Home inContext America Defends Turkey’s Newfound Love Life

America Defends Turkey’s Newfound Love Life

Joel D. Parker
SOURCE

Recently, U.S. Defense Secretary Robert M. Gates decided to blame Europe for the actions of Turkish Prime Minister Recep Tayyip Erdogan including a flurry of anti-Israeli statements and obvious moves to engage with Iran and the Arab street. According to Gates, Turkey’s behavior as represented by Erdogan is due primarily to resentment over not being included in the EU. This past weekend, Sabrina Tavernise of the New York Times wrote a news analysis article defending Turkey’s “embrace” of Iran as merely “a matter of building bridges.”

Interestingly, the European left, which has typically been out of sync with U.S. policy over the last decade, has no illusions about Turkey’s new role in the Middle East. In fact, in one of the most articulate publications of the European left, Le Monde Diplomatique, in an article entitled “Neither East or West: Turkey’s Audacious Choices,” Wendy Kristianasen goes beyond speculation to list a number of decisive moments even before Israel’s Operation Cast Lead in Gaza that demonstrate a certain recklessness in Turkey’s path to gain influence in the region.

In contrast to apologetic U.S. policy-makers, Ms. Kristianasen roots her analysis in the past developments of Turkey’s relations with the Middle East. She notes, for example, that Turkey’s newfound love, Syria, is not a match made in heaven, but more likely, a spell cast by the demi-gods. Though Turkish academics have been visiting Damascus and describing with nostalgia the Arab land of yesteryear, Ankara’s new warmth for Damascus is based on a willful amnesia of recent tension, such as the way Syria supported Kurdish separatists in the 1980s.

Turkey has also reached out to Iraq and Iran despite the enormous threat that these two countries have posed to Turkey over the past three decades. And Turkey is not simply content with pushing forward a friendly hand to its Middle Eastern neighbors. Rather, it is also interested in increasing its ties with Russia, Central Asian countries and even Armenia (without mentioning the g-word, of course).

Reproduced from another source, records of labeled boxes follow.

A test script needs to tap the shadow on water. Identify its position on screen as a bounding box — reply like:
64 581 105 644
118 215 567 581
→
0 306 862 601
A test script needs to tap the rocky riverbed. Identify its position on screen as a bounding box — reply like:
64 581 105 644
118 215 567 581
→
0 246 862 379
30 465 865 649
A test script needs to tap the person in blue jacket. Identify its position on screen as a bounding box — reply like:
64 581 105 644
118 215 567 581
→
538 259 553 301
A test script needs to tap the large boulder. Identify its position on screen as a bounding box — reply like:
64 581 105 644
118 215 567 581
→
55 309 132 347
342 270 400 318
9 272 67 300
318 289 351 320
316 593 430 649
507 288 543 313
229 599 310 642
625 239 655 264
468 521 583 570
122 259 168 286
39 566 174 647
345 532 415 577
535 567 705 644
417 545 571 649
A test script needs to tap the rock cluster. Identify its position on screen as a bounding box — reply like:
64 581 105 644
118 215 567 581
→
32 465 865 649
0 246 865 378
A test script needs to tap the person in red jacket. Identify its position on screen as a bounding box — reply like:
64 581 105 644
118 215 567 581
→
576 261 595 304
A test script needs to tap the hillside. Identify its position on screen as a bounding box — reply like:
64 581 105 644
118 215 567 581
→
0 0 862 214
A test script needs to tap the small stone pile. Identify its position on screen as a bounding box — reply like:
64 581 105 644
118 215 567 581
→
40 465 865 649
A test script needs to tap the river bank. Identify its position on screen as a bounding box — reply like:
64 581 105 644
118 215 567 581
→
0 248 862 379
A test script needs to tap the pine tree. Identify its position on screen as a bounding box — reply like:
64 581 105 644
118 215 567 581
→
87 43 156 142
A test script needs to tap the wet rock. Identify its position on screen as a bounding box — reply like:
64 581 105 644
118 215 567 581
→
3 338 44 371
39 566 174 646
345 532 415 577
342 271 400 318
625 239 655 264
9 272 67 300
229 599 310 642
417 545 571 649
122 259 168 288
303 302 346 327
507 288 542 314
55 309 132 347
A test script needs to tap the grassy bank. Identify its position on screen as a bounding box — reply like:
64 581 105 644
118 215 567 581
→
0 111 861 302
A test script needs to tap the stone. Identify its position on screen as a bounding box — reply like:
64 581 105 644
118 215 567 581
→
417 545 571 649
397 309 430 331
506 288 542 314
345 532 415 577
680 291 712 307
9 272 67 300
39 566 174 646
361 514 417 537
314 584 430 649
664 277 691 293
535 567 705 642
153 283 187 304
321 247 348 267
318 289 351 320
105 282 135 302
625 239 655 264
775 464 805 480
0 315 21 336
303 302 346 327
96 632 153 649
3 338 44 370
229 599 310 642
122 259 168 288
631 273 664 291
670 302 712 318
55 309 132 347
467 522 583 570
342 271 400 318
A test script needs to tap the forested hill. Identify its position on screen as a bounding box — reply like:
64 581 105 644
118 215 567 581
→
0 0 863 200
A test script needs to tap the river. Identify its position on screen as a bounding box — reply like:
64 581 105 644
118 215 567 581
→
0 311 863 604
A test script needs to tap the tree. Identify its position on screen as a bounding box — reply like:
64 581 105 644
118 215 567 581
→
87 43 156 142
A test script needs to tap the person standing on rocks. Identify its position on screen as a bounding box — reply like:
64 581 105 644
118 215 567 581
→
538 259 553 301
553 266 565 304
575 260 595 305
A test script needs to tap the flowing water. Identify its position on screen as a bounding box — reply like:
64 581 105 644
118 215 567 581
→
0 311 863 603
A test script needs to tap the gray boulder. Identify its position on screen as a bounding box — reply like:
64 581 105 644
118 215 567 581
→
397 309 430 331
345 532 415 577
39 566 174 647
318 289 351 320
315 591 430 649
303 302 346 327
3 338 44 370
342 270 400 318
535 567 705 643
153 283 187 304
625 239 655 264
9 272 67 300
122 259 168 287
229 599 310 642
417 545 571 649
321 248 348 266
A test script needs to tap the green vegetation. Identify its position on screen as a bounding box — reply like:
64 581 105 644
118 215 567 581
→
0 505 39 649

All of this indicates a new turn towards soft power and multilateralism, instead of a reliance on its strong, secular military, and U.S. and NATO support for regime security. Indeed, the new Turkish foreign policy chooses to forget, not just past tension with its neighbors, but also the secular foundation of the Turkish republic, and Turkey’s traditionally pro-Western stance that lasted throughout the Cold War. In fact, until 2008 Turkey was so far in the Western camp that its military could carry out joint air force exercises with the Israeli Air Force and not receive too much flack from the Arab street.

The main obstacle to entering the EU, according to French Prime Minister Nicolas Sarkozy and German Chancellor Angela Merkel, is Turkey’s poor economic shape. And with the Southern European debt crisis, Turkey can safely kiss its chances of entering the EU goodbye for a long time. This is indeed a vicious cycle, since poor economic performance has opened up an underclass of overly politicized young people. Kristianasen explains that with 15% unemployment, and around 30% among the youth, idle talk of Gaza and Israel has reached new heights.

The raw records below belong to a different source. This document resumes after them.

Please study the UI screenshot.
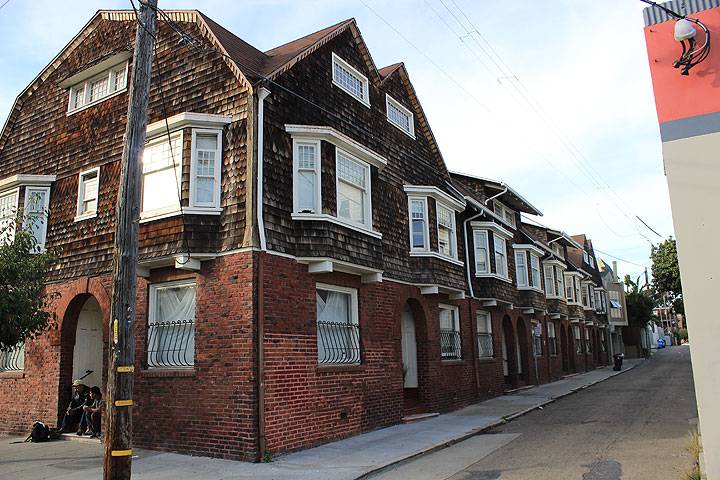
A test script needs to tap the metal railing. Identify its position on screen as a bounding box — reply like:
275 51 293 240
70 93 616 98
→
147 320 195 368
317 321 360 365
477 333 495 358
0 346 25 372
548 337 557 355
440 328 462 360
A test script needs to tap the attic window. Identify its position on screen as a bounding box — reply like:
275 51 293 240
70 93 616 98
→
68 61 128 114
332 53 370 107
385 94 415 138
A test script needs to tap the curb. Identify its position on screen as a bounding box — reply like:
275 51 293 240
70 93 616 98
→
355 360 645 480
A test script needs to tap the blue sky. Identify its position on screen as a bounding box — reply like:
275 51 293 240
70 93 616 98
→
0 0 672 275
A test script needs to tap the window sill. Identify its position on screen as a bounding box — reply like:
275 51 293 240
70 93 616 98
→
441 358 466 366
66 87 127 117
316 363 367 373
410 252 465 267
74 211 97 223
142 367 195 378
475 273 512 285
291 212 382 238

Turning the attention away from domestic issues such as the economy and focusing on getting Israel to change its Gaza policy partially explains Erdogan’s statements over the last couple of years. Now, culminating in the recent remark that the world now perceives the swastika and the Star of David together, we see a new kind of inflammatory speech, which indicates that Turkey’s rise to a central role in the Middle East is perceived by Erdogan as a matter of burning bridges with Israel–not simply influencing Gaza policy.

With fresh leaks to the Times of London that Saudi Arabia may be willing to look the other way in the event of an Israeli fly-over to strike Iran’s nuclear facilities, it looks like Turkey’s policy of making friends with everyone may backfire severely. The Saudi government typically favors keeping the status quo, but Erdogan’s recklessness may open the way for Israeli risk-taking to prevent a worse scenario. Meanwhile, American officials seem oblivious to the dangers posed by ongoing appeasement and apologetic attitudes towards Turkey, Iran, Syria, and by association, Hamas and Hezbollah.

Joel D. Parker is a JPC contributor and a Doctoral Candidate at Tel Aviv University, School of History, Department of Middle Eastern and North African Studies.